Compte-Rendu sur
le Recueil "Vingt-Cinq Poèmes" de Tristan Tzara

par J. Perez-Jorba

La structure lyrique de ce volume groupe les éléments les plus lointains voire les plus inconciliables entre les tempes et l'aorte du poète celui-ci tenant à vrai dire le rôle d'un charmeur de serpent vis-à-vis de l'art poétique d'avant-garde. Ces poèmes vous jettent à pleine main de l'inconnue beauté dans les yeux et vous bouchent les oreilles d'un tintement ensoleillé. Ils montrent en se déshabillant cette qualité précieuse entre toutes et rarissime : la structure lyrique, nous l'avons dit.
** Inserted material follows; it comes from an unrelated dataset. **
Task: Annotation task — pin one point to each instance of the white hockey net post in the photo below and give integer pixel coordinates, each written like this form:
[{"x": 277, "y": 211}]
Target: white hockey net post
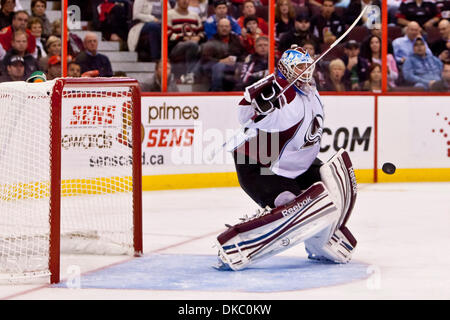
[{"x": 70, "y": 172}]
Cette unité non apparente mais secrète triomphe notamment du dynamisme à outrance et du futurisme où le poète a lancé tous les éclairs de sa sub-conscience. Tzara est doué de la faculté nécessaire à l'élaboration de l'art nouveau, voilà le fait. Et ce n'est pas tout. Il a eu vraiment la chance l'extraordinaire chance d'être né poète il en porte le signe étoilé sur son front. Ses paroles sont comme des réverbérations lunaires ses vers sont comme des plantes marines qul que soit le sujet dont ils s'inspirent. Ils procurent la sacro-sainte l'insondable joie de l'émotion sur une toujours inédite vision de beauté. D'autre part ces poèmes se déroulent symphoniquement accompagnés du son d'un gong oriental ; l'ouïe finit par en être charmée et l'âme du lecteur compréhensif aussi. De l'accouplement des objets ou de leur simple énumération naît dans ces poèmes une image vivante vibrante prenante ensorcelante. Cela tombe souvent il est vrai dans la désarticulation grammaticale mais faite avec art. Quelques fautes de français aussi. Les images au demeurant se succèdent avec une multitude tellement abondante avec une rapidité tellement vertigineuse qu'on les dirait portées sur le ruban d'un appareil Morse. Tzara est l'un des rares poètes nouveaux qui aient le don du rythme et qui manient celui-ci avec dextérité ; le rythme se développe chez lui du commencement à la fin sans d'autres arrêts que ceux permettant de prendre haleine. En résumé on peut tenir le livre de Tzara comme une construction d'aile dont les poèmes pris isolément, tiennent lieu de colonnes en spirale. Ces poèmes cèlent d'ailleurs dans leur intérieur un style poétique bien à eux.
Les bois de Arp sont très remarquables par leur vivante assimilation des polypes des calamares et des crabes à des gestes humains et à des figures humaines.